The Las Vegas Raiders have been making a lot of changes lately, but one that didn’t quite happen when new coach Klint Kubiak announced his staff was the hiring of a new quarterbacks coach Mike Sullivan to work with presumptive top draft pick Fernando Mendoza.
Yesterday the Raiders corrected that oversight by adding Mike Sullivan as quarterbacks coach, according to a report from Connor Byrne of ProFootballRumors.com via Tom Pelissero of the NFL Network.

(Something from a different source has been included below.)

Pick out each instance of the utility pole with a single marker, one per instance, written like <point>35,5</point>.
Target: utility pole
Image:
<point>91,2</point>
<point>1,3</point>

Sullivan was supposedly on the Raiders’ radar back at the beginning of the month when they made most of their coaching staff announcements, and he was actually interviewed “a few weeks ago,” per Mike Garafolo of the NFL Network.
Sullivan was actually on track to join the college ranks this season as a senior offensive assistant for Rutgers, but now the 59-year old coach will get his fifth go-round as an NFL QB coach. He started his coaching career back in 2002, and Sullivan has had a fair number of successes and failures, with the biggest success coming with the New York Giants back in 2010-11 when he worked with quarterback Eli Manning and the Giants won the Super Bowl.
His second stint with the Giants didn’t go as well. He was bumped up to offensive coordinator in 2016, but the Giants’ offense struggled to score and he was let go after two subpar seasons.
Sullivan returned to his role as quarterbacks coach with the Broncos in 2018, but the combination of QB Case Keenum and coach Vance Joseph helped make him a one-and-done. He surfaced again with the Pittsburgh Steelers as they tried to transition away from Ben Roethlisberger, but former coach Mike Tomlin wound up shifting him from quarterbacks coach to senior offensive assistant back in 2024.
This hire actually speaks to one of the hidden issues with the Kubiak hire. He made his reputation with the Seattle Seahawks based on his work with Sam Darnold and the team’s Super Bowl run this year, but now Kubiak will have a lot on his plate that will leave him with far less time to do one-on-one work with Mendoza and whatever veteran quarterback the Raiders presumably add in the next few weeks.
The recent mess with the Maxx Crosby trade provides a good example of how that will work, although that situation is extreme by any standards. Las Vegas has been consumed by the ongoing news, rumors and recriminations following the botched trade, and given that this is the Raiders, there will certainly be more internal and external fires to put out.